INSPIRATION WITH ECONOMIC BENEFITS
We also established NewBridge, an after-school education center for teens and a job-training center for adults. NewBridge is a replication of Pittsburgh’s highly successful Manchester Bidwell training center, which has proved over several decades that a bright and stimulating environment staffed by caring educators can inspire students to become world-class citizens. Our $3 million grant helped NewBridge open an airy, inviting, and high-tech building in Midtown in 2010.
NewBridge offers programs for teens at risk of quitting school, and provides medical-career training for adults. Dedicated mentors use ceramics, digital arts, and other media to engage teens and inspire their innate love for learning. The curriculum for adults is designed with Cleveland’s leading medical institutions. Those hospitals are eager to hire NewBridge graduates into secure jobs as phlebotomists and pharmacy technicians, with pay and benefits averaging $32,000 per year.
We’re inspiring innovation in the arts too, especially on the business side.
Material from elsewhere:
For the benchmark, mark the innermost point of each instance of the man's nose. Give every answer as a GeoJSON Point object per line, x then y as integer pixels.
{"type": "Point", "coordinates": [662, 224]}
Cleveland’s arts and cultural organizations have long been civic jewels, but even our proudest must innovate to survive and thrive. So our Sustaining Excellence program is spurring and supporting them, with $1.4 million in 2010, as they experiment with new ways of operating.
We’re also bringing new art to our region through Creative Fusion, our international artist-in-residence program. Creative Fusion brings prominent foreign visual artists, performers, poets, and playwrights to Greater Cleveland to build relationships with our universities, young audiences, and local artists. Through it, we hope to diversify our historically Euro-centric arts scene and establish Cleveland as a globally welcoming arts center.
THE PEOPLE BEHIND THE PEOPLE’S FOUNDATION
Of course, innovation isn’t just a matter of coming up with new ideas. Innovation takes execution. Our staff excels at both. We’re proud of every one of our dedicated and talented employees. And we’re especially proud that the Council on Foundations named Executive Vice President Robert E. Eckardt as its 2010 Distinguished Grantmaker the national philanthropy field’s highest individual honor.
Sadly, we lost one of our history’s bright lights in 2010: James A. “Dolph” Norton, who led the foundation from 1967 to 1973. Dolph upheld the highest ideals of public service and helped to create the modern community foundation. We are honored by his legacy.
Finally, we wish to thank this community. Your generosity, forward thinking, and confidence in your community foundation continue to inspire and challenge us.
As we go forward through 2011 and beyond, we will strive to earn that community trust every day.